In 1995, on a much less crowded day, I went to a strange little exhibition at the Smithsonian’s Museum of American History. It was called “The Jews of Wyoming.” One of them was the aforementioned Meyers, a Cheyenne haberdasher credited with getting Stetson to make the first “10-gallon hat.” If I recall correctly, the exhibit also suggested that a Jewish footwear merchant got cowboys started on wearing boots when he ran out of other shoes.

Earlier this week, National Public Radio’s “Morning Edition” had a piece on South Carolina’s Jews. One of them, Judah P. Benjamin, served as Attorney General, Secretary of War, and Secretary of State in the cabinet of President Jefferson Davis and was considered “The Brains of the Confederacy.” Another, Franklin Moses, became South Carolina’s governor (or gubernator). On his page on the state web site, under “Other Accomplishments, Honors, Distinctions, etc.,” two items are listed: “Moses was convicted of fraud and theft on numerous occasions after leaving office,” and “Moses was disowned by his family as a result of his infamy.” He apparently would have been convicted earlier, but the court ruled that he couldn’t be prosecuted while in office.

South Carolina’s tolerant 1669 constitution specifically invited Jews, so they came. In 1800, there were more Jews there than in any other state. That later changed.

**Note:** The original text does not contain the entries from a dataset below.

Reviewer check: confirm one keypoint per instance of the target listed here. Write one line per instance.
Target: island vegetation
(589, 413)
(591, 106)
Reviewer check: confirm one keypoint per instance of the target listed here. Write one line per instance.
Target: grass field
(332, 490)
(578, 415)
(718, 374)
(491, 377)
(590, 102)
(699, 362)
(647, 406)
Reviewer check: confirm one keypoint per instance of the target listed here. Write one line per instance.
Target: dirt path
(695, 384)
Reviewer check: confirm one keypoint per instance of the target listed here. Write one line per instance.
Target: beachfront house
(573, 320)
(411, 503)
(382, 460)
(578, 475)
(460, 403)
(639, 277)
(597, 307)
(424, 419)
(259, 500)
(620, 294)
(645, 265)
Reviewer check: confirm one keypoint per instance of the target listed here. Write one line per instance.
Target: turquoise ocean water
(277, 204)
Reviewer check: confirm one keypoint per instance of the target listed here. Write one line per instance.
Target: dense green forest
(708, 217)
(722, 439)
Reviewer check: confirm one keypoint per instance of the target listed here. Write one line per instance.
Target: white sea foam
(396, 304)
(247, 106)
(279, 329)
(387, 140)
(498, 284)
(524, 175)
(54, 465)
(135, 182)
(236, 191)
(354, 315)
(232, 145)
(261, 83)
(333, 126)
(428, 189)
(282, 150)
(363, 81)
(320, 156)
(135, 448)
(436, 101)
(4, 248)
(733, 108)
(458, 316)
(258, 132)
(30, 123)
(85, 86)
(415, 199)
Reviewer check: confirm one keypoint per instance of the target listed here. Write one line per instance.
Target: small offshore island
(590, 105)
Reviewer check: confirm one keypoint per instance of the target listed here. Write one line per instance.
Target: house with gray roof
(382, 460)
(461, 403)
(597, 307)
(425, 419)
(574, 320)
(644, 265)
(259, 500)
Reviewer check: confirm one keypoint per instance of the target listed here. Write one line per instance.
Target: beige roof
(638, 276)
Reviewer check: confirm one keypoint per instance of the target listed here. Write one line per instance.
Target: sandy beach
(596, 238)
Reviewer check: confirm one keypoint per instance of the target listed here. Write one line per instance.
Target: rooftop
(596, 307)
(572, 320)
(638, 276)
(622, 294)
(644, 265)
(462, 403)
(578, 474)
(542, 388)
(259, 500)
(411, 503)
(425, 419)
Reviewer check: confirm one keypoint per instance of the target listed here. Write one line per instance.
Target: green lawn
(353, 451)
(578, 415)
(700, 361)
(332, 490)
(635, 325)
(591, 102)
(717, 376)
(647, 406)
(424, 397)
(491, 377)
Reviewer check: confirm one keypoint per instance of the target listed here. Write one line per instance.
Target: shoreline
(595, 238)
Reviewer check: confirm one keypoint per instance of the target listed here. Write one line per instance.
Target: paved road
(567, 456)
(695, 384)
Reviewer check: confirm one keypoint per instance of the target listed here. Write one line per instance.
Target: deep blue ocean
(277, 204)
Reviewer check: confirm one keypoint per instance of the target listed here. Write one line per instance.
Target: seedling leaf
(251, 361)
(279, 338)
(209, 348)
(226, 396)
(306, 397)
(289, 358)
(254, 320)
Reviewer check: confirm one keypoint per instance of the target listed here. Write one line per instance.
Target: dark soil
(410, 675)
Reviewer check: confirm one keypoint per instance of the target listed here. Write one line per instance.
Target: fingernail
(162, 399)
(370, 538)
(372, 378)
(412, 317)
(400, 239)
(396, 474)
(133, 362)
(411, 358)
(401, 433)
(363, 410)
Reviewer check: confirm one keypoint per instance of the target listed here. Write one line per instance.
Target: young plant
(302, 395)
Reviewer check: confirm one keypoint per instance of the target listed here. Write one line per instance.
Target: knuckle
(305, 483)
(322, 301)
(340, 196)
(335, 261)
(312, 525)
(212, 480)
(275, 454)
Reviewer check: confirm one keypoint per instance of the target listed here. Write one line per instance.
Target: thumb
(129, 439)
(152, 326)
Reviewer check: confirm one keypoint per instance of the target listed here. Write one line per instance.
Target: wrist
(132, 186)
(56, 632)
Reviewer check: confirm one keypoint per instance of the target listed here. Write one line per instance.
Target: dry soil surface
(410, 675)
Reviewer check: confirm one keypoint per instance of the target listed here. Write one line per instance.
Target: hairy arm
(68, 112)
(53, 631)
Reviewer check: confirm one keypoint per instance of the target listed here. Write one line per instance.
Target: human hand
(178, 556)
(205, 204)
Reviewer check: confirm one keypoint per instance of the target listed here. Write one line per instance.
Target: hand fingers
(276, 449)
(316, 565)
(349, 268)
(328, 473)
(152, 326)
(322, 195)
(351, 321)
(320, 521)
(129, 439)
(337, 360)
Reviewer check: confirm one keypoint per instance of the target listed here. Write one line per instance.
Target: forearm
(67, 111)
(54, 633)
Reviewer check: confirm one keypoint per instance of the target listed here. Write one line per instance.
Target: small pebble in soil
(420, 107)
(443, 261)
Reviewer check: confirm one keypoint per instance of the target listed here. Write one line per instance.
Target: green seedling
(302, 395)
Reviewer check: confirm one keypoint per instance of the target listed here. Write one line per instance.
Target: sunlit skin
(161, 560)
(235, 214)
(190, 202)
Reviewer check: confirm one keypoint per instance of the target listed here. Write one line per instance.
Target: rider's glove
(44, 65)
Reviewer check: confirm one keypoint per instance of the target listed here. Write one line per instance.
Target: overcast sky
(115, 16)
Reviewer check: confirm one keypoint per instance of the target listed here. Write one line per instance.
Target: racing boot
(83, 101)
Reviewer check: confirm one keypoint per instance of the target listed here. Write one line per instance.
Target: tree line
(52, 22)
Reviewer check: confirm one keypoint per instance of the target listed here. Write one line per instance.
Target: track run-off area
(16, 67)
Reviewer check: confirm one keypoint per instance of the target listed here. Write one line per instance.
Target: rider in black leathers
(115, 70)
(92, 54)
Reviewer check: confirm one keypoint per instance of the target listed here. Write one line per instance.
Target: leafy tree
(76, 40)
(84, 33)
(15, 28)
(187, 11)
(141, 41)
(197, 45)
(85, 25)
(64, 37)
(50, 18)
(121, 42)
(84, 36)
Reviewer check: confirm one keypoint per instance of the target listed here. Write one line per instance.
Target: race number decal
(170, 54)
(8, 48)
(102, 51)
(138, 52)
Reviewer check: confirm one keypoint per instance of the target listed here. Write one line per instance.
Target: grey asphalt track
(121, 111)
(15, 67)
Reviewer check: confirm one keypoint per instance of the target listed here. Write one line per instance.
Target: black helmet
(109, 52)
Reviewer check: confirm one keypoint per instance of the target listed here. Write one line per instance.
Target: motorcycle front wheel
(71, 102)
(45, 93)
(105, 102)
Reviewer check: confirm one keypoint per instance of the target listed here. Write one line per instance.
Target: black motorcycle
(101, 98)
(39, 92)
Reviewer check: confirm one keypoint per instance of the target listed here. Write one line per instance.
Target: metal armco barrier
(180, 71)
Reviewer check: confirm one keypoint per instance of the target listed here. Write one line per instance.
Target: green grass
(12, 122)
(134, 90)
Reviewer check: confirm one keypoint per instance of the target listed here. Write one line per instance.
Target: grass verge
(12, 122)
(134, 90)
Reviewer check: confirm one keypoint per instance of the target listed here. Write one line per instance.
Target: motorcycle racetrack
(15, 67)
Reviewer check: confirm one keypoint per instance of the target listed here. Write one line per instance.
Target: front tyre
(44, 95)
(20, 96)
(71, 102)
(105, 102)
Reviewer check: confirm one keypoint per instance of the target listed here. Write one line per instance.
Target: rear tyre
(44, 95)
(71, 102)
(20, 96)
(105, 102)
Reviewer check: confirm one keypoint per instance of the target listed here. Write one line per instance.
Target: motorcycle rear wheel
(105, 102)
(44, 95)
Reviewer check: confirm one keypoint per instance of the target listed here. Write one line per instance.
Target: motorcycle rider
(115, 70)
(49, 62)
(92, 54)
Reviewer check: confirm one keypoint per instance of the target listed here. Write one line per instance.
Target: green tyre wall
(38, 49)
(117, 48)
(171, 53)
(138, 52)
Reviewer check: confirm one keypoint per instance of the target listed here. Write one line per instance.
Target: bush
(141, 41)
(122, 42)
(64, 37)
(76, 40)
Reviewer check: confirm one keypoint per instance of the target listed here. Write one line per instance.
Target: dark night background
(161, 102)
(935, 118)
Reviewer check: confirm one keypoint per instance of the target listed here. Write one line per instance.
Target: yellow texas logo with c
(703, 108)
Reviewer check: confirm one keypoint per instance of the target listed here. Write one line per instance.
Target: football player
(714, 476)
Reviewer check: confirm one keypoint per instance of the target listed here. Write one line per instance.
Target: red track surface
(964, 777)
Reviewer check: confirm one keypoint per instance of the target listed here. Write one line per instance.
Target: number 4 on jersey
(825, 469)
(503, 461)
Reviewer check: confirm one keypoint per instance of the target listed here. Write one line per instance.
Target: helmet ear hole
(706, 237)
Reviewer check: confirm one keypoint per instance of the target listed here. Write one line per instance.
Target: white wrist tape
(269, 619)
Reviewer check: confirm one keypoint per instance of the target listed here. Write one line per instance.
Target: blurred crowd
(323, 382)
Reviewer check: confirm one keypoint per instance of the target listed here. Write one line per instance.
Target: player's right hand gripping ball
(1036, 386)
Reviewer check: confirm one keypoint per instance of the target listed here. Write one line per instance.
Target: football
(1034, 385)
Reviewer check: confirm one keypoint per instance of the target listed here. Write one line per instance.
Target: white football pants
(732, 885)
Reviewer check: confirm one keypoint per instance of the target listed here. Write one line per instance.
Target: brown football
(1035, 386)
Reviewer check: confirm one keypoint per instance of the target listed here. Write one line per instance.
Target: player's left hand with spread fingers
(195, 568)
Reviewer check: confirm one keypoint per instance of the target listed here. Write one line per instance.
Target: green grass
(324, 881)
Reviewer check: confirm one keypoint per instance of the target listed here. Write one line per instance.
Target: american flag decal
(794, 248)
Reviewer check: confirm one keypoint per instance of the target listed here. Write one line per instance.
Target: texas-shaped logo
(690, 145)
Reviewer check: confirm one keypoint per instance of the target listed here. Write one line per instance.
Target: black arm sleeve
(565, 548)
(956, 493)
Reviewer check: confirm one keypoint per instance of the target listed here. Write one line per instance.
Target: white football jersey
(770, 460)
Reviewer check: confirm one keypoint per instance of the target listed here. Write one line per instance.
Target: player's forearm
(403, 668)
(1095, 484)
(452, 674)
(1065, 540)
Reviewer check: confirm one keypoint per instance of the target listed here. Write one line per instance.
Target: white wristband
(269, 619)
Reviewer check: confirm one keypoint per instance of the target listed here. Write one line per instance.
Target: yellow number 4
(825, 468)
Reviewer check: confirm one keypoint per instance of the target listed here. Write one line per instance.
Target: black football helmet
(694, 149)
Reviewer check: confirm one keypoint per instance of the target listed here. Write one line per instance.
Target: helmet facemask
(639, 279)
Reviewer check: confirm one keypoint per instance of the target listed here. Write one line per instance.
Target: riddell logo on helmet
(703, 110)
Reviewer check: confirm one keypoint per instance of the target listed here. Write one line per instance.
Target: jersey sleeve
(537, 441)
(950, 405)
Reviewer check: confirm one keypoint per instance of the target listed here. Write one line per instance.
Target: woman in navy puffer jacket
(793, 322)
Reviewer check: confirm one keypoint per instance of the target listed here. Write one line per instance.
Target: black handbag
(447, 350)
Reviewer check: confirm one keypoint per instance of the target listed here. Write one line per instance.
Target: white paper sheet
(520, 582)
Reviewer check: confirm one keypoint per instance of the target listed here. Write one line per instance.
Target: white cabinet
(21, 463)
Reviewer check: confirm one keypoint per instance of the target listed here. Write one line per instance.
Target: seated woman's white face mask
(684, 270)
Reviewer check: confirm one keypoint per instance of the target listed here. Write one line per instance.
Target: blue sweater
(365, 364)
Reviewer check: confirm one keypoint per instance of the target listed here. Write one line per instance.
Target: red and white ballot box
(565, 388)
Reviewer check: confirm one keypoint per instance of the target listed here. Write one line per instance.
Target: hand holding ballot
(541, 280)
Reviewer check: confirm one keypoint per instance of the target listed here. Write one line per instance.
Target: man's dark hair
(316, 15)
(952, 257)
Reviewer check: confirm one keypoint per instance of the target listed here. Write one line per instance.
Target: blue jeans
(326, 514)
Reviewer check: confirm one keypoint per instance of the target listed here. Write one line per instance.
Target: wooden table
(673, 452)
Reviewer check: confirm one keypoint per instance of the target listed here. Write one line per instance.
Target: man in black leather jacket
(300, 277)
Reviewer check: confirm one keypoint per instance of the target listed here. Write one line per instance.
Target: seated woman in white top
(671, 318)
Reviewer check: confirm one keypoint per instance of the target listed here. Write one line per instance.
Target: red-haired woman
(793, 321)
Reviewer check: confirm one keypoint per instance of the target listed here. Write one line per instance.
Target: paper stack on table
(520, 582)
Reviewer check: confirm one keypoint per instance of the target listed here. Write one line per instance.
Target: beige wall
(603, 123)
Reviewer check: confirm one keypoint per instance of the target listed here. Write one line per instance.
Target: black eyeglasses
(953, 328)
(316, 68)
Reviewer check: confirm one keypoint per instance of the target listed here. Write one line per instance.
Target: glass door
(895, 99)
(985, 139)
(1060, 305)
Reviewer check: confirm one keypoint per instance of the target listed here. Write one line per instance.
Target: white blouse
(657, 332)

One politician’s alleged characterization of our city as Jew York caused a scandal recently, but there was a time when it had a strong basis in fact. When I was growing up, there were more Jews in New York City than in all of Israel. Most were fine, upstanding citizens who contributed to their city and their country. A few were not.

Buggsy Goldstein, Abe Reles, Jacob Shapiro, Harry Strauss, Allie Tannenbaum, Charlie Workman, and Mendy Weiss were said to be hit men working for the notorious mob organization, Murder, Inc. They didn’t consider themselves dangerous to the general public. Their motto was, “We only hit our own.”

Some Jews lost their lives trying to bring civil rights to all Americans; some Jews were slave owners. I imagine a similar proportion is true of most religious groups. Most of their members are good; a few are not.

Zacarias Moussaoui is accused of being involved in the September 11 attacks. It is said that he would have been the 20th hijacker. This week, the government announced that it would seek the death penalty; in response, France (of which Moussaoui is a citizen) said it would not cooperate with the United States in providing evidence.

Those opposed to the death penalty sometimes argue that it is cruel and unusual punishment. In this case, it seems a very different argument might be made.

If Moussaoui turns out not to be guilty after he is executed, there is no way to cancel the sentence. But, if he IS guilty of being willing to go to his death as a suicidal (and murderous) hijacker, someone intending to be a martyr to his cause, then is the death “penalty” really punishment?